The Australian dollar hit a fresh six-month low on Monday morning sparked by Chinese industrial production slowing to its lowest level since the global financial crisis.
The data release from China on Saturday was well below economist expectations of an 8.8 per cent year-on-year rise in industrial production, instead coming in at 6.9 per cent year-on-year.
Early on Monday, the Australian dollar was at risk of breaching the US90¢ mark, hovering at US90.10¢. Shortly after 10am it fell as low as US90.00¢.
“Short of outright policy easing, China will likely miss the 7.5 per cent growth target this year, and a sharp economic slowdown will also endanger the undergoing structural reforms,” ANZ chief China economist Li-Gang Liu said.
“As such, we reckon that Chinese authorities should further relax monetary policy as soon as possible to prevent the growth momentum from decelerating further.”
Should China’s economy faulter, the Australian dollar and economy will be in the firing line.
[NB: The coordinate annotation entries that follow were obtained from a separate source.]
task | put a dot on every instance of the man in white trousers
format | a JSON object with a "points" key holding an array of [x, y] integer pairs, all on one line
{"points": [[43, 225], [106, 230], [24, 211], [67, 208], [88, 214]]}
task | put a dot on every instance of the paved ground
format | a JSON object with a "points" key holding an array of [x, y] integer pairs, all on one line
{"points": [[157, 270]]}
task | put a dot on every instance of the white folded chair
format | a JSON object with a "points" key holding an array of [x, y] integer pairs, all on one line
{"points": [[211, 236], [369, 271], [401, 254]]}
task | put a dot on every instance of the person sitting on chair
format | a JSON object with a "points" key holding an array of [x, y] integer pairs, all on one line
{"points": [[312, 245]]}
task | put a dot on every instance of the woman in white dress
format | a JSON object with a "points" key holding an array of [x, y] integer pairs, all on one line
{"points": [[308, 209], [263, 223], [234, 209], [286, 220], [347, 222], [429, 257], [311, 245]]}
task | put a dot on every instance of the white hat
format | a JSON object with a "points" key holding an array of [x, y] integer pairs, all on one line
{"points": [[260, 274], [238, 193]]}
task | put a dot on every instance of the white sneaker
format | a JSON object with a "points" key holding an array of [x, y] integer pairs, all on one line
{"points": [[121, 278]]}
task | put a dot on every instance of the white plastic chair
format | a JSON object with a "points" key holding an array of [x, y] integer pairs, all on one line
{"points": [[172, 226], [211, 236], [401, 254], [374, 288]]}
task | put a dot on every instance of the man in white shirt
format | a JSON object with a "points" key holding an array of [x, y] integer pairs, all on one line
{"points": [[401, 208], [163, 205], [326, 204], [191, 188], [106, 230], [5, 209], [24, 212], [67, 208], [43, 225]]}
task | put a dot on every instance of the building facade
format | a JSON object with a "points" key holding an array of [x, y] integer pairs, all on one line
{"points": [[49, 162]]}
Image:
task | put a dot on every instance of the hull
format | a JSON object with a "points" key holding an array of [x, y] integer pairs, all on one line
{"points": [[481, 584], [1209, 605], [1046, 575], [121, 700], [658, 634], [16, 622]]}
Australia’s most valuable commodity, iron ore, has plunged close to 40 per cent this year as supply has began to outweigh Chinese demand. However, the local currency has not matched the falls seen in the steel making ingredient.
The Australian dollar has fallen 3.4 per cent in September, although it was surprising that the currency fell last week in face the of strong jobs data and the Reserve Bank of Australia’s neutral policy stance, BK Asset Management managing director Kathy Lien said.
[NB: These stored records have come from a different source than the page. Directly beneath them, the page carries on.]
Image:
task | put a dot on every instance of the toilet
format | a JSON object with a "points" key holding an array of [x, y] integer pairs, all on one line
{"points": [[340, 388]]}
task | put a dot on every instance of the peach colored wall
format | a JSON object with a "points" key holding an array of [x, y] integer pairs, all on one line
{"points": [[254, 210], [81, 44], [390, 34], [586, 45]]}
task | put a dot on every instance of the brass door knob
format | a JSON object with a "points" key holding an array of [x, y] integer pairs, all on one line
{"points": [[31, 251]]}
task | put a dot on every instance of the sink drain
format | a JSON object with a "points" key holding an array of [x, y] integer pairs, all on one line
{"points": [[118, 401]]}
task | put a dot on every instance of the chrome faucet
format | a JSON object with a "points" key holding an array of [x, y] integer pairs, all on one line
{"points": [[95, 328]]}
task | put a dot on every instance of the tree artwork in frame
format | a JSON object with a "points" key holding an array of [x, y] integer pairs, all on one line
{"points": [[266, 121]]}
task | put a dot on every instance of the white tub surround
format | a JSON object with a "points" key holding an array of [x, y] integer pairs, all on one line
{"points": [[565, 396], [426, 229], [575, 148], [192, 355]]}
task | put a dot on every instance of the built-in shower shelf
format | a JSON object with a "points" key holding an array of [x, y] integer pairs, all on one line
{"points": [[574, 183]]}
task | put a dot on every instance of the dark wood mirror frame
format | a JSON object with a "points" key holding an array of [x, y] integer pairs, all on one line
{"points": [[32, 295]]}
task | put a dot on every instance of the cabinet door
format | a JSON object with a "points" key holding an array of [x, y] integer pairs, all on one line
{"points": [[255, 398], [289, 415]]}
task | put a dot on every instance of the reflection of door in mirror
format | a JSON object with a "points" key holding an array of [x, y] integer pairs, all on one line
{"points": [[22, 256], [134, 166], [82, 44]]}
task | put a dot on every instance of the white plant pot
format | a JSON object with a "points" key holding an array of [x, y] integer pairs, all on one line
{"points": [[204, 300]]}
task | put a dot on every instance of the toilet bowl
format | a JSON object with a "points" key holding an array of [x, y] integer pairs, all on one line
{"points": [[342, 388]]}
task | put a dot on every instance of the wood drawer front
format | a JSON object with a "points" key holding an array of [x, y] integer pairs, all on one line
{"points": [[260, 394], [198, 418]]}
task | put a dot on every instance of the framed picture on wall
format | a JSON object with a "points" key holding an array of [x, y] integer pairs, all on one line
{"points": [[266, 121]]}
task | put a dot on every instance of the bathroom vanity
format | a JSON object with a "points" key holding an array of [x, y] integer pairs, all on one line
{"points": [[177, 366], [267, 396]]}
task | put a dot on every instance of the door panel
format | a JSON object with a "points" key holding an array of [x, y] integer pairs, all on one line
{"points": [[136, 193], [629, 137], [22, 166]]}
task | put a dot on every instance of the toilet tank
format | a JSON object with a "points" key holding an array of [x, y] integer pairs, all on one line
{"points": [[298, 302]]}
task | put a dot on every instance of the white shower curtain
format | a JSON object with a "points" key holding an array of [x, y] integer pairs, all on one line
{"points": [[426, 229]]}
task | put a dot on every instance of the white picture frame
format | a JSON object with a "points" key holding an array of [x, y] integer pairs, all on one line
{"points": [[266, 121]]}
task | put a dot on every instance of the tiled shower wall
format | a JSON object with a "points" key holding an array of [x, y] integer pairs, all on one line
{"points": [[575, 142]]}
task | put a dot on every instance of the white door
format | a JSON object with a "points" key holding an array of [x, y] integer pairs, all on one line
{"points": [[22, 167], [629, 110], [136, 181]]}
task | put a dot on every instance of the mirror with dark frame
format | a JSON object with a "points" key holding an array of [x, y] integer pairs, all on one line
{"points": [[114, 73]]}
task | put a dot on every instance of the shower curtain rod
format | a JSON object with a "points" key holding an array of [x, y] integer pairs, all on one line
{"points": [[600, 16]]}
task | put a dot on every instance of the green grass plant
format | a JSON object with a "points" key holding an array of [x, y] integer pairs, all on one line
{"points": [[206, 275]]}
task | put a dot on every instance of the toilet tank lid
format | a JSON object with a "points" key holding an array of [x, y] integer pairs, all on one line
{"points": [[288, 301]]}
“However the market’s demand for US dollars is strong and the fear about a further decline in iron ore prices weighed heavily on the currency,” Ms Lien said.
“Whether Aussie continues to fall next week hinges on the RBA minutes and the FOMC rate decision. If the tone of the last RBA meeting is decidedly neutral and the Fed grows less dovish, [the Australian dollar] will fall easily through 90 cents but if the Fed is elusive, we could see a much-needed relief rally in the currency.”